Why This Is An Issue
If I look at the field of poetry alone, I see lots of poets spending thousands of dollars to complete MFA programs. They churn out book after book in hopes of getting the attention of national media, prize committees or their peers. The thing that is so wrongheaded about this is that the primary audience, beneficiary, panel of judges and everything else in this equation are other poets. You have poets setting the bar and judging the performance of other poets.
What this means in the larger picture is that many of the things that would benefit the world never reach the world. We as a literary network are often underground and insulated. We are all that we have. Whenever any one of us happens to do something that goes mainstream, it's a huge deal.
I've imagined what it must have been like for the Wright brothers, designing an instrument to do the impossible: fly. I'm sure everyone who initially heard about the Wright Flyer considered these brothers crazy and wanted to fit them for straight jackets. I do not mind being in that place, minus the straightjacket, of course. I'm willing to do the unpopular thing and be misunderstood.
The Wright brothers first flight inspires me to keep going, actually.

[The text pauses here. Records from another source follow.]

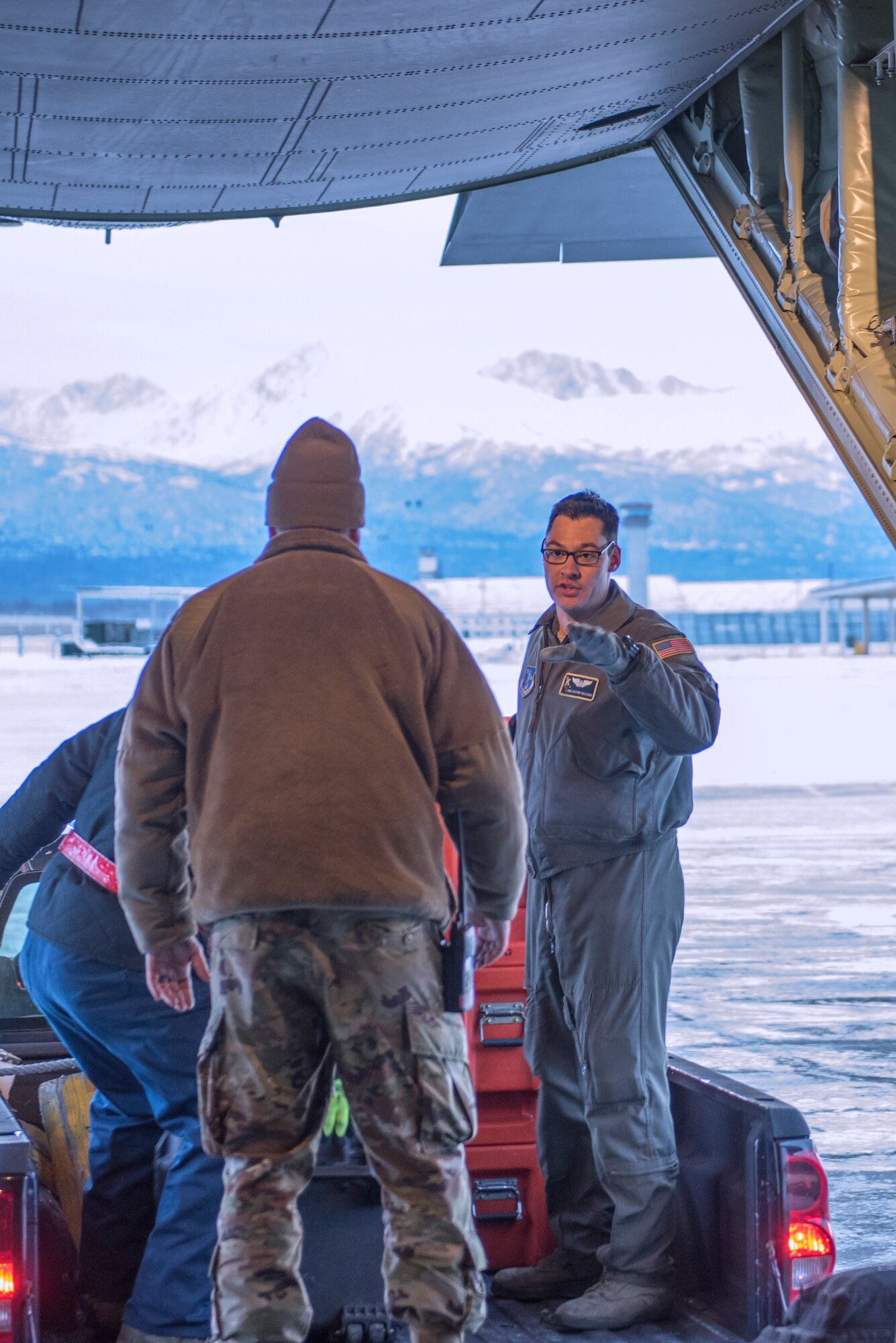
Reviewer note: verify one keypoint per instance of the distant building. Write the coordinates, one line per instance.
(758, 613)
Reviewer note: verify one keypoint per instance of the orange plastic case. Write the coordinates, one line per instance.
(509, 1204)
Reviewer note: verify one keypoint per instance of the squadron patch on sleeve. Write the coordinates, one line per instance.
(579, 687)
(528, 682)
(668, 648)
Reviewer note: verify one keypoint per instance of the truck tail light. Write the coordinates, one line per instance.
(811, 1243)
(7, 1262)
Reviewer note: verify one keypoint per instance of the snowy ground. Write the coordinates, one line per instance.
(787, 974)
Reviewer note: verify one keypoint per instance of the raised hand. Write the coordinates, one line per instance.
(592, 645)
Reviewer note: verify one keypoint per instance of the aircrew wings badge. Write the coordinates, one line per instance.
(668, 648)
(579, 687)
(528, 682)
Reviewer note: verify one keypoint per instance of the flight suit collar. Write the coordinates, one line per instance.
(616, 612)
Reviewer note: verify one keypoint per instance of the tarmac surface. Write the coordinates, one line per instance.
(787, 973)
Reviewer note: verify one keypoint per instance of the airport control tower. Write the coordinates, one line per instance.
(636, 519)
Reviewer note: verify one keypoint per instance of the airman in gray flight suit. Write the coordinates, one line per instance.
(613, 703)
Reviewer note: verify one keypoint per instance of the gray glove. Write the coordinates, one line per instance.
(595, 647)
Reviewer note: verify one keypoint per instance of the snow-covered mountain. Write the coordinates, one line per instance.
(532, 401)
(565, 378)
(121, 481)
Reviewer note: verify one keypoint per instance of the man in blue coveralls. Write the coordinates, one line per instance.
(144, 1270)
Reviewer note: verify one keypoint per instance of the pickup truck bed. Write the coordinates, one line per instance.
(515, 1322)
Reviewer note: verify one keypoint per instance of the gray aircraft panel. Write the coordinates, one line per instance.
(624, 209)
(140, 112)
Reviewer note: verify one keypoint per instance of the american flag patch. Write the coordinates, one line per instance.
(668, 648)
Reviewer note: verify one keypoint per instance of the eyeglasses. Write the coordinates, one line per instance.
(585, 559)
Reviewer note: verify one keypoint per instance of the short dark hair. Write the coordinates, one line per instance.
(588, 504)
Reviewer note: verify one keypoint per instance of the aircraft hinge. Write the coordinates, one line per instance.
(839, 373)
(886, 330)
(742, 224)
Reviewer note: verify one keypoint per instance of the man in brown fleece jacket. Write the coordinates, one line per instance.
(301, 722)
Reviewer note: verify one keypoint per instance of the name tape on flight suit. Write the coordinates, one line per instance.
(668, 648)
(579, 687)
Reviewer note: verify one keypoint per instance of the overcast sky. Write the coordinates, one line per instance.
(209, 304)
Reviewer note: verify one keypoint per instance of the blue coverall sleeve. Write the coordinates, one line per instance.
(47, 801)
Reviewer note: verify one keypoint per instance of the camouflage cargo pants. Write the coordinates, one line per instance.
(295, 996)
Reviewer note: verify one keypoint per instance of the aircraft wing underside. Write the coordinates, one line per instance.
(138, 112)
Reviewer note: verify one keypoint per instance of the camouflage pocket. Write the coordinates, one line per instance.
(212, 1105)
(446, 1097)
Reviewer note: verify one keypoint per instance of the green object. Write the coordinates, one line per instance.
(337, 1117)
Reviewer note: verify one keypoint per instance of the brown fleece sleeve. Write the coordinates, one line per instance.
(150, 813)
(479, 788)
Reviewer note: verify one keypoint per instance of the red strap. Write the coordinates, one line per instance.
(90, 862)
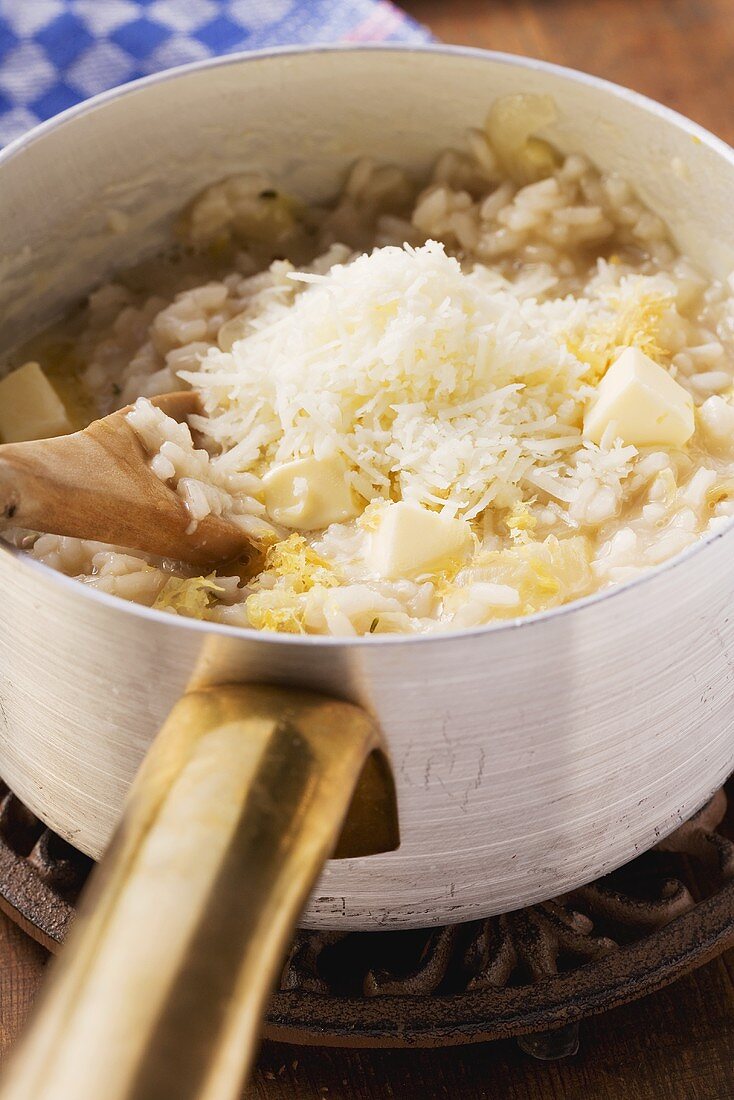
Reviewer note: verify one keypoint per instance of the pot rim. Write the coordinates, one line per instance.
(634, 98)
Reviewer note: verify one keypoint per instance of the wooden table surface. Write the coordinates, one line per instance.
(678, 1044)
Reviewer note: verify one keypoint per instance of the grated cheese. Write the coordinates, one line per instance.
(439, 386)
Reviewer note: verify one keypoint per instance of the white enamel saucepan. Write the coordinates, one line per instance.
(527, 758)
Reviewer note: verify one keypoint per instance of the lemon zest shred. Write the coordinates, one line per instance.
(188, 595)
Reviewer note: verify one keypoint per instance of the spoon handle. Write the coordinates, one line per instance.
(97, 484)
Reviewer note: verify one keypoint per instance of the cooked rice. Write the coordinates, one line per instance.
(562, 265)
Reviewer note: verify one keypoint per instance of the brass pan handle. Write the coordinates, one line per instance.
(159, 993)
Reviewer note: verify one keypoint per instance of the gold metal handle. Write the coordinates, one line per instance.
(160, 992)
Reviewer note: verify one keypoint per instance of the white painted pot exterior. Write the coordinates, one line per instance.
(528, 758)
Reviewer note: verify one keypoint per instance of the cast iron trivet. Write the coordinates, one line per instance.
(526, 974)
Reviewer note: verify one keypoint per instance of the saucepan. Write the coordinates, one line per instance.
(492, 768)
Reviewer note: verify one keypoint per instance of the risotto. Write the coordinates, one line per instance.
(431, 404)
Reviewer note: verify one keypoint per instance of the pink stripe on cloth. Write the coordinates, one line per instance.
(379, 25)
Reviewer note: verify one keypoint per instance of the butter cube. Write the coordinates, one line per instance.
(412, 540)
(30, 407)
(309, 494)
(646, 406)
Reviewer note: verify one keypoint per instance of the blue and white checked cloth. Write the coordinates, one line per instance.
(54, 53)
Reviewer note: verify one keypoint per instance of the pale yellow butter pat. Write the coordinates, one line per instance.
(412, 540)
(644, 404)
(30, 407)
(309, 494)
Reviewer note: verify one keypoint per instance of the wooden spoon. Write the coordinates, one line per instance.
(97, 484)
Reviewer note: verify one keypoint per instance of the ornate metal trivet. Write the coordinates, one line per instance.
(532, 974)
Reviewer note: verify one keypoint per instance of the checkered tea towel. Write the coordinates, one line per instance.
(54, 53)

While testing the wing construction of gliders, they happened to create something that would change the world of possibilities for humanity. Every time someone tells me that what I'm dreaming and designing is far-fetched, I think of all the pioneers who were told the same but kept going.
What Is Happening in My Wright Brothers Moment, Really?
I've said that I don't mind being misunderstood, but it's mostly because I have had a lot of practice. From the beginning of this writing journey, I hadn't done many things like my peers. For example, there are many people I know who write themselves into a frenzy trying to meet deadlines for awards and competitions. I've never been this way.
Instead, I choose to just write about the work that's in my heart and then try to find a home for it. I've been accused of looking at this backward, but I think that I'm looking at it straight on. Writing toward a call for submissions gives you a faulty Wright Flyer. It's not your best work because you're doing it for a superficial reason.
Right now, I am revolutionizing the way we look at individual poems. For centuries, poets have looked at them as parts of a volume of poems or submission pieces to journals and literary magazines. That's all fine since we're all champions of books, but I would also like my peers to look at the lifespan of their poems beyond the book.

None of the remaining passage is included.